The good news is that Hur Jin-ho, South Korea’s master of meller minutiae (“Christmas in August”), has bounced back with one of his finest pictures, after the soupy “April Snow” and flawed “Happiness.” The bad news is that, at least in Anglophone territories, “A Good Rain Knows” is virtually DOA, due to the stiff acting in English of the two leads in this Korean-Chinese co-production. Subtitled in non-Anglo markets, this could still have some arthouse chances, though locally it failed to make much of a B.O. mark on its October release.
The film began as the present-day episode in “Chengdu, I Love You,” a three-part portmanteau movie inspired by last year’s earthquake in Sichuan province, China. Along the way, Hur decided he needed a canvas larger than 30 minutes and went his own way with a standalone feature.
The dismembered version of “Chengdu” preemed at this year’s Venice fest with only Cui Jian’s and Fruit Chan’s segs. (Hur did a half-hour demo cut of his seg, to prove his point to producers, but this was never shown to outsiders.) In China, “Rain” will be marketed as part two of the “Chengdu” stories.
It’s spring in the Sichuan capital, and Park Dong-ha (Jeong Woo-seong) arrives on a brief business trip involving the job of rebuilding after the 2008 earthquake. While there, he bumps into Mei (Gao Yuanyuan), an English-speaking tourist guide with whom he once had a relationship when both were studying in the U.S. Thrown together for a short, intense period, they reinvestigate their feelings for each other.
With almost zero plot, the film is built entirely on emotional texture. Mei playfully claims they never actually dated at the time; Park claims they did. Meanwhile, she has to come to a painful decision when he leaves for the airport the next day — which leads to her revealing something she’s kept secret during their friendly flirtation.

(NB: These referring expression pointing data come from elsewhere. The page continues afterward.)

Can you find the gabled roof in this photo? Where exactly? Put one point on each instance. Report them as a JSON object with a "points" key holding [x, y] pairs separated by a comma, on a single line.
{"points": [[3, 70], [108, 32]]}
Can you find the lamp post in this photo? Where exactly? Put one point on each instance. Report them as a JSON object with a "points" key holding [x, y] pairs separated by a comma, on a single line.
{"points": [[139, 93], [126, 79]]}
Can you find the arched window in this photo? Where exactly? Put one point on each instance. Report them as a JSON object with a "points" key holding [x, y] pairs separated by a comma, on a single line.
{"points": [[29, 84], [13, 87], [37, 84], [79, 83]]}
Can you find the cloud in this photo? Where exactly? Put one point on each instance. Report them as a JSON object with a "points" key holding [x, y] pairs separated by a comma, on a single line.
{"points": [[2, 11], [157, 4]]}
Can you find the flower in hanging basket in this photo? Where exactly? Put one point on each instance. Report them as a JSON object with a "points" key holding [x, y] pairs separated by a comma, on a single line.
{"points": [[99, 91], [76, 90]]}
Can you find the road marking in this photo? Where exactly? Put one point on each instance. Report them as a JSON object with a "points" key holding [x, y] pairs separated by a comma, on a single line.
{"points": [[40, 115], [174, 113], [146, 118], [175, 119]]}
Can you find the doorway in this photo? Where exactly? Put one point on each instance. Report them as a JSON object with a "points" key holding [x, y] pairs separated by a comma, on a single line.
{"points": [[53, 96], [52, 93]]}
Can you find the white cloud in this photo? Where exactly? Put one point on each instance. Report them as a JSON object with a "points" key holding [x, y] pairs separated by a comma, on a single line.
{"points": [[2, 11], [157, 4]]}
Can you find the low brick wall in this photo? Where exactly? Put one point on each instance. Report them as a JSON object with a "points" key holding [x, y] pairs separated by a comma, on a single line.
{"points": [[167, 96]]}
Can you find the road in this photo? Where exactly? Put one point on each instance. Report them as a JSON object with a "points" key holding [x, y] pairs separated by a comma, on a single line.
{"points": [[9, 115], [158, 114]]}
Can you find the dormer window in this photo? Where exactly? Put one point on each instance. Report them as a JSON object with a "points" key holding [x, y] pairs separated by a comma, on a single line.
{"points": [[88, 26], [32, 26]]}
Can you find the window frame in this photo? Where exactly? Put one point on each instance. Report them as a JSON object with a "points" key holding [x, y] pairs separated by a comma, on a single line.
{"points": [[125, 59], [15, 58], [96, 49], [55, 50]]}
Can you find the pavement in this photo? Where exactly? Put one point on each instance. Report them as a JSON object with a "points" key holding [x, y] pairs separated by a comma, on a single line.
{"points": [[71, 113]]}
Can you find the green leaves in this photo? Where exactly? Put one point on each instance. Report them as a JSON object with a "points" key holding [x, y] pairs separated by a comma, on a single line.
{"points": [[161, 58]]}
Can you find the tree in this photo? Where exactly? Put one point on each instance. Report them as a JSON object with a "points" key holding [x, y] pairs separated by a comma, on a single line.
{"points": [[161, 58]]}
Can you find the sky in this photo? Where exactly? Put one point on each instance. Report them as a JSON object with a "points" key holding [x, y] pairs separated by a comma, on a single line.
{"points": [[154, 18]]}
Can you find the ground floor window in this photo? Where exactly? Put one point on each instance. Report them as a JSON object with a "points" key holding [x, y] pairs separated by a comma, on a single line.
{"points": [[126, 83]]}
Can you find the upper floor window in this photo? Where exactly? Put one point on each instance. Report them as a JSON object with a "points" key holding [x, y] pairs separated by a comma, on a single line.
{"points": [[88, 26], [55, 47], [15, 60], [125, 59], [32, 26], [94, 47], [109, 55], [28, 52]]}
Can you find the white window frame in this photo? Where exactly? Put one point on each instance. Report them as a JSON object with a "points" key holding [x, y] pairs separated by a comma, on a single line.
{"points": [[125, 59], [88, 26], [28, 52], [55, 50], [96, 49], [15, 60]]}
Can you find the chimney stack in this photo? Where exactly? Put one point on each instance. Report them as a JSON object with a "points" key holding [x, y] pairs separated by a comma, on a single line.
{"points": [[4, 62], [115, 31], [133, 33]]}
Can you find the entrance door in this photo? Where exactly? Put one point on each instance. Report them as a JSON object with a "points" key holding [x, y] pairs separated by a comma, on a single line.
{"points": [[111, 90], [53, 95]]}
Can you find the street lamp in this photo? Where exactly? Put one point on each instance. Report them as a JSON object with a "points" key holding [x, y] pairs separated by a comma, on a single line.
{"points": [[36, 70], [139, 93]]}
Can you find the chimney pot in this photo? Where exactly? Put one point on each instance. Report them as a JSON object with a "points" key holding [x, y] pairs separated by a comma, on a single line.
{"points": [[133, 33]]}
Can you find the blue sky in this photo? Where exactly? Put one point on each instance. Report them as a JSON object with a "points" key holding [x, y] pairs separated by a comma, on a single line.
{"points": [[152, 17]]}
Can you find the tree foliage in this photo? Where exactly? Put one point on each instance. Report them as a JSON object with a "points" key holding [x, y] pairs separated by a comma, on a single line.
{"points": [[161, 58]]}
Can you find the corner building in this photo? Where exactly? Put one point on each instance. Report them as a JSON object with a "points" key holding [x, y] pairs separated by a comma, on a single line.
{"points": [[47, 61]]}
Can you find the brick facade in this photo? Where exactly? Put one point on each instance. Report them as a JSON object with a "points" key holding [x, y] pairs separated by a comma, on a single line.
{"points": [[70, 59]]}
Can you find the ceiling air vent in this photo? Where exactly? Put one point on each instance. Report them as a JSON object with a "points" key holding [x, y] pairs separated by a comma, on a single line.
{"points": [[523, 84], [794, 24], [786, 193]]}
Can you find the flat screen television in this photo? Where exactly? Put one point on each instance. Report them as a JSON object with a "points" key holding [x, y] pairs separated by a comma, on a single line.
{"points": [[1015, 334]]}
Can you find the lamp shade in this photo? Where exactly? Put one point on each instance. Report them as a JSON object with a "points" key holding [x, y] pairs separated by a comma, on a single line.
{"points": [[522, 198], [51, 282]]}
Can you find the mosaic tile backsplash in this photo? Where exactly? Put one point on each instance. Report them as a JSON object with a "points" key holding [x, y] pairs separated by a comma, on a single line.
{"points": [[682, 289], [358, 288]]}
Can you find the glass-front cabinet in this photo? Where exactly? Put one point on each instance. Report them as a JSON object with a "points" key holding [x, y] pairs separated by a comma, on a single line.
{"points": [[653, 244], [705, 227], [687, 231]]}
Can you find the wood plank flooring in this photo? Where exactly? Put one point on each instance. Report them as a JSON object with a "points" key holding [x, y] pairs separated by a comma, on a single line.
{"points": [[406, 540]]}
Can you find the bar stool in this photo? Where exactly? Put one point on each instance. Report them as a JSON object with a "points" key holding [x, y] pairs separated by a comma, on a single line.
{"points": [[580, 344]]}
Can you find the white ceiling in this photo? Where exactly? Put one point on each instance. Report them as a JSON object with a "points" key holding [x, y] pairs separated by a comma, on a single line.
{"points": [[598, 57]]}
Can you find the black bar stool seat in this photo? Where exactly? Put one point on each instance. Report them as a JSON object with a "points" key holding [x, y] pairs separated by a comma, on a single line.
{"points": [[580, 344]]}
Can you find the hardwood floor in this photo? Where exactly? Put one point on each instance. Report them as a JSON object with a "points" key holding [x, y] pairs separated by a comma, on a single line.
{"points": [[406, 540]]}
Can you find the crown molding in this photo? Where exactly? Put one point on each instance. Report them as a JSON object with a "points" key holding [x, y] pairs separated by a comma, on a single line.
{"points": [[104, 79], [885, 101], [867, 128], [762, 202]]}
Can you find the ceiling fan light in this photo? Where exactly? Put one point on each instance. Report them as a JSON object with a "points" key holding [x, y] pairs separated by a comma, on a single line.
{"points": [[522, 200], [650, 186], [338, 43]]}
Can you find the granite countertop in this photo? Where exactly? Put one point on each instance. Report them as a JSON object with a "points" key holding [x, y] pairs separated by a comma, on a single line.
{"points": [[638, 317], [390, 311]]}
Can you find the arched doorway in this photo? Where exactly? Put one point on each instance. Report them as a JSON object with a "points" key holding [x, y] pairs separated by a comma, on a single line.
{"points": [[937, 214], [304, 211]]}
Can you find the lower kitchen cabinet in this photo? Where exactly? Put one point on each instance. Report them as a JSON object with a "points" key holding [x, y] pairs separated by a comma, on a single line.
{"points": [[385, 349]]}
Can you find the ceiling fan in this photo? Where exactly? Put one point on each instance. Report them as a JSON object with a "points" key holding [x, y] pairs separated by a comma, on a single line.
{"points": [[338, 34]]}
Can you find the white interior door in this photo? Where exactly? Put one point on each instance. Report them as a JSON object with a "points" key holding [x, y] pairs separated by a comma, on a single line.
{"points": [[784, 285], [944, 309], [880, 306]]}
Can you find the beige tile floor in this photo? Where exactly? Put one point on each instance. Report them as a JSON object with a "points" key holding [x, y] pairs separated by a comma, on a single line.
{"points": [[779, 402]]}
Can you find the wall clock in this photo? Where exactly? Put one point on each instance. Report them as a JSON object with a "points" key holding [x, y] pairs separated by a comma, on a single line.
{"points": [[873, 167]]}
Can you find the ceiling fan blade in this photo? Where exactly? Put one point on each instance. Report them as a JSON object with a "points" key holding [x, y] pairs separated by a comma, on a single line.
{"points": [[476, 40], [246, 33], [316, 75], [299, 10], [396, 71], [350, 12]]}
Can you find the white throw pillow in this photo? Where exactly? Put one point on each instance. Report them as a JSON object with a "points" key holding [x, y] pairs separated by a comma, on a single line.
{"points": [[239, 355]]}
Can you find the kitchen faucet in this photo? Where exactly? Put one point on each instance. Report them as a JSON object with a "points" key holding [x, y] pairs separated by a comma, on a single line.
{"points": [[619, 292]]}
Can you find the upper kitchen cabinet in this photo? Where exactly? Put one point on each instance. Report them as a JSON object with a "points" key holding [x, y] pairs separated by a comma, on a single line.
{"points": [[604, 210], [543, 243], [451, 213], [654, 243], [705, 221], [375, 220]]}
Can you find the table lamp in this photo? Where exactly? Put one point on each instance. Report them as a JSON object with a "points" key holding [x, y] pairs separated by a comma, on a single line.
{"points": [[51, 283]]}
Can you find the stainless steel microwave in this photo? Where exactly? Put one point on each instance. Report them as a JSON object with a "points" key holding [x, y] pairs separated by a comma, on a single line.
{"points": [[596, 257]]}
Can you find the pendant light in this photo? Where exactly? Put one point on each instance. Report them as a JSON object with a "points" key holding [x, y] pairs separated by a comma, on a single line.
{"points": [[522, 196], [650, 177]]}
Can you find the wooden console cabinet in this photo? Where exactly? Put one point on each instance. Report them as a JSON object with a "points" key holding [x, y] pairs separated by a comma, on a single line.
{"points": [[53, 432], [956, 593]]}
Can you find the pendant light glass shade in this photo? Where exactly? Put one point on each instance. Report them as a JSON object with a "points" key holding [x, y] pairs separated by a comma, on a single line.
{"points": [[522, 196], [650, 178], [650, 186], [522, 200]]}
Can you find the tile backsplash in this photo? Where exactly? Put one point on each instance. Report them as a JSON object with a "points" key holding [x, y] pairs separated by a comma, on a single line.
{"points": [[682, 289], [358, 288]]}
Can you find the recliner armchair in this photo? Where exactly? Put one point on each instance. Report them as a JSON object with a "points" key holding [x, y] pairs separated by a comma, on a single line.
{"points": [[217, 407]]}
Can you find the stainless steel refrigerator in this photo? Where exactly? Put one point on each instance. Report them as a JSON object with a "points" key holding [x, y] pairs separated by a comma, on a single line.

The clumsy English title refers to a text by Tang dynasty poet Du Fu, about how spring rain “knows” when to fall and bring nature back to life. Hur seeps the movie in imagery — succulently lensed in crisp colors by Kim Byeong-seo — that could have been purely touristy wrapping but here supports the story’s theme of metaphysical renewal: walks in bamboo-forested Du Fu Park, locals dancing at night, street life in the Sichuan capital. And at the center is the ever-smiling face of Mei, whose bright exterior conceals an emotional vacuum.
Given that the pair can communicate only in English, Hur wisely keeps dialogue between the two to a minimum, but their exchanges (and especially Gao’s English) are so arch that the delicate atmosphere fractures whenever they open their mouths. When acting in their own languages, the thesps are fine.
Culturally, the pic is fascinating. Though wholly set in China, it has a totally Korean feel in look and rhythm. Even Gao (“City of Life and Death,” “Shanghai Dreams”), who’s never looked more beautiful, has been given the cute look of a South Korean actress. And between the jokes (for Korean auds) about Chinese food and driving, at least one drinking sequence — between Dong-ha and his Korean liaison (Kim Sang-ho) — might just as well have been set in a Seoul bar.
Handsome, besuited Jeong, the “Good” in “The Good the Bad the Weird,” shows the problems of melding more formal Korean with looser Chinese acting styles, and often looks stiff opposite the enchanting Gao. Kim provides some boisterous character color in his several scenes.
Technical package is immaculate on all levels, with Lee Jae-jin’s fretted score adding further delicate texture. Original title means “Season of Good Rain.”